For investors who have held Facebook shares for the duration of Sandberg's tenure at the company, it has been a lucrative, though at times volatile, run. If you invested $1,000 in Facebook when it went public on May 18, 2012, the market value of your shares would be worth $4,964.21 at Wednesday's close, according to CNBC calculations.

Over the same stretch, a $1,000 investment in the S&P 500 index would have grown by 216% to about $3,166, compared to Meta's 396% return.

While serving as CEO Mark Zuckerberg's right-hand woman, Sandberg helped turn Facebook into an advertising juggernaut and one of the biggest names in tech. Until recently, Facebook was valued at over $1 trillion, though that valuation has been cut nearly in half amid slowing revenue growth and its first-ever user loss.

She has been by Zuckerberg's side for Facebook's high-profile acquisitions of Instagram and WhatsApp, which helped it solidify its foothold as the world's dominant social network and helped turn its ad business into a more than $25 billion per quarter revenue generator.

But her tenure at Facebook was not without controversy. She was at the company for the massive 2018 Cambridge Analytica data leak scandal and the fallout of efforts by foreign actors who sought to use Facebook's platform to influence the 2016 presidential election.

As she leaves Meta, CNBC reports that the company faces an antitrust lawsuit from the Federal Trade Commission as well as potential scrutiny from the Securities and Exchange Commission over a whistleblower complaint about its handling of hateful content on its platform.

In a post announcing Sandberg's departure, Zuckerberg said that he did not plan on replacing Sandberg's role in the company's existing corporate structure, adding that he did not know if doing so would even "be possible."

"She's a superstar who defined the COO role in her own unique way," he wrote.

Sandberg says she will continue to serve on Meta's board of directors.

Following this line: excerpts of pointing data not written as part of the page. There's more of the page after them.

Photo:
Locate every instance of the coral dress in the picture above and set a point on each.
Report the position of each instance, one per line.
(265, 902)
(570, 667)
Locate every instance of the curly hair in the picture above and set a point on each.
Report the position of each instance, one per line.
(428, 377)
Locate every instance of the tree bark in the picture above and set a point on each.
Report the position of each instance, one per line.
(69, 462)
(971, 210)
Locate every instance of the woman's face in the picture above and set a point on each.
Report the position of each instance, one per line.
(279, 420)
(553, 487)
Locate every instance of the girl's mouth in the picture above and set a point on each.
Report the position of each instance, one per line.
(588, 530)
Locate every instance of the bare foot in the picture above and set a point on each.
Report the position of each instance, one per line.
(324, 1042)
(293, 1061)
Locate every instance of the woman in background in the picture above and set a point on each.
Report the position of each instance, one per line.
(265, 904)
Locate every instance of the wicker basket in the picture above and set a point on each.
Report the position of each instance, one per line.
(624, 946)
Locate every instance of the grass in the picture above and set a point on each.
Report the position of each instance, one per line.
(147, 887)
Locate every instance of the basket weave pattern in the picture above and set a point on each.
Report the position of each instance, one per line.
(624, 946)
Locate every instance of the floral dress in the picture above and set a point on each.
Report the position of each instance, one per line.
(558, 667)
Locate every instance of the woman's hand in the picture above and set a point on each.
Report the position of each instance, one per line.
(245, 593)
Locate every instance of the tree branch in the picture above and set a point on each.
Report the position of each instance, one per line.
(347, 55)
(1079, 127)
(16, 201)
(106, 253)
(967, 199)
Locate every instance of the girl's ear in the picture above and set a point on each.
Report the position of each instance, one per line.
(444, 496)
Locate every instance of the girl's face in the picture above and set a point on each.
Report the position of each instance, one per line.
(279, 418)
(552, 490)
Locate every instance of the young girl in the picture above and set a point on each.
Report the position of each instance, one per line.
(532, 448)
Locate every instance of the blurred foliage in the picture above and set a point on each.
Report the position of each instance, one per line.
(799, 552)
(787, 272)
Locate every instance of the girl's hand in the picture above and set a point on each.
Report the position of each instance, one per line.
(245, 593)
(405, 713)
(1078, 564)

Despite Facebook's growth since its IPO, past returns of an individual stock do not predict future results. Make sure to carefully research your options before investing.

Further, instead of trying to predict which stocks will go up and which will go down, consider buying low-cost index funds and holding onto them. This type of diversified fund typically avoids the ups and downs that comes with picking single stocks.